While the invention has been described with reference to an exemplary embodiment(s), it will be understood by those skilled in the art that various changes may be made, and equivalents may be substituted for elements thereof without departing from the scope of the invention. In addition, many modifications may be made to adapt a particular situation or material to the teachings of the invention without departing from the essential scope thereof. Therefore, it is intended that the invention is not limited to the disclosed embodiment(s), but that the invention will include all embodiments falling within the scope of the appended claims.

As used herein, “one or more” includes a function being performed by one element, a function being performed by more than one element, e.g., in a distributed fashion, several functions being performed by one element, several functions being performed by several elements, or any combination of the above.

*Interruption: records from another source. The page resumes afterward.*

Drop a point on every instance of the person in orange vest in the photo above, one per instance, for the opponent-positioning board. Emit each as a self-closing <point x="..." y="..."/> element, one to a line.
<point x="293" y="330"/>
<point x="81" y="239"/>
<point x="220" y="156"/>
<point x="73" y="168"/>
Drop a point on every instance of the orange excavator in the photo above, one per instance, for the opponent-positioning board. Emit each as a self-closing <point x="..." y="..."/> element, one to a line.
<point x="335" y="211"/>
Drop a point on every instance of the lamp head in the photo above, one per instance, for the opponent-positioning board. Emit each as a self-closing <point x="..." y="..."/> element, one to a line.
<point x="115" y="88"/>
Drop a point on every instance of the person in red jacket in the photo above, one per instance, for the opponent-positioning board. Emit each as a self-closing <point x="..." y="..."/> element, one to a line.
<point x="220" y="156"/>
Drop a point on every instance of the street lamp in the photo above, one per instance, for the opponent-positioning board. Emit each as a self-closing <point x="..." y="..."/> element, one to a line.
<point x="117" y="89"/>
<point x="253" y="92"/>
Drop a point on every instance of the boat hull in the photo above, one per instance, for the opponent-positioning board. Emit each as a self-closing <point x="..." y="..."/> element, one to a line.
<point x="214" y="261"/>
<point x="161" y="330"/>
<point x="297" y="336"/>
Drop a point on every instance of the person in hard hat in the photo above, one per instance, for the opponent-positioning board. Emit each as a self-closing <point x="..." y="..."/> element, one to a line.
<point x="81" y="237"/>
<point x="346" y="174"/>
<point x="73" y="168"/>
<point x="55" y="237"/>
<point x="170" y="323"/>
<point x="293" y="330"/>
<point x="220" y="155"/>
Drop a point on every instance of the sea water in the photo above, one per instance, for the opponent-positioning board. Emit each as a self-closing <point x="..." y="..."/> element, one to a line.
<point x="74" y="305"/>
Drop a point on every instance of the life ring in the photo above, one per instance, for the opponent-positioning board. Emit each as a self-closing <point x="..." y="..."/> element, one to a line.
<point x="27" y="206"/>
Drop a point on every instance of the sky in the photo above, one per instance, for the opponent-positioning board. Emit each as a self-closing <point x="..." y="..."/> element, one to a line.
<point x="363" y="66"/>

It will also be understood that, although the terms first, second, etc. are, in some instances, used herein to describe various elements, these elements should not be limited by these terms. These terms are only used to distinguish one element from another. For example, a first contact could be termed a second contact, and, similarly, a second contact could be termed a first contact, without departing from the scope of the various described embodiments. The first contact and the second contact are both contacts, but they are not the same contact.

The terminology used in the description of the various described embodiments herein is for the purpose of describing particular embodiments only and is not intended to be limiting. As used in the description of the various described embodiments and the appended claims, the singular forms “a”, “an” and “the” are intended to include the plural forms as well, unless the context clearly indicates otherwise. It will also be understood that the term “and/or” as used herein refers to and encompasses any and all possible combinations of one or more of the associated listed items. It will be further understood that the terms “includes,” “including,” “comprises,” and/or “comprising,” when used in this specification, specify the presence of stated features, integers, steps, operations, elements, and/or components, but do not preclude the presence or addition of one or more other features, integers, steps, operations, elements, components, and/or groups thereof.

As used herein, the term “if” is, optionally, construed to mean “when” or “upon” or “in response to determining” or “in response to detecting,” depending on the context. Similarly, the phrase “if it is determined” or “if [a stated condition or event] is detected” is, optionally, construed to mean “upon determining” or “in response to determining” or “upon detecting [the stated condition or event]” or “in response to detecting [the stated condition or event],” depending on the context.

Additionally, while terms of ordinance or orientation may be used herein these elements should not be limited by these terms. All terms of ordinance or orientation, unless stated otherwise, are used for purposes distinguishing one element from another, and do not denote any particular order, order of operations, direction or orientation unless stated otherwise.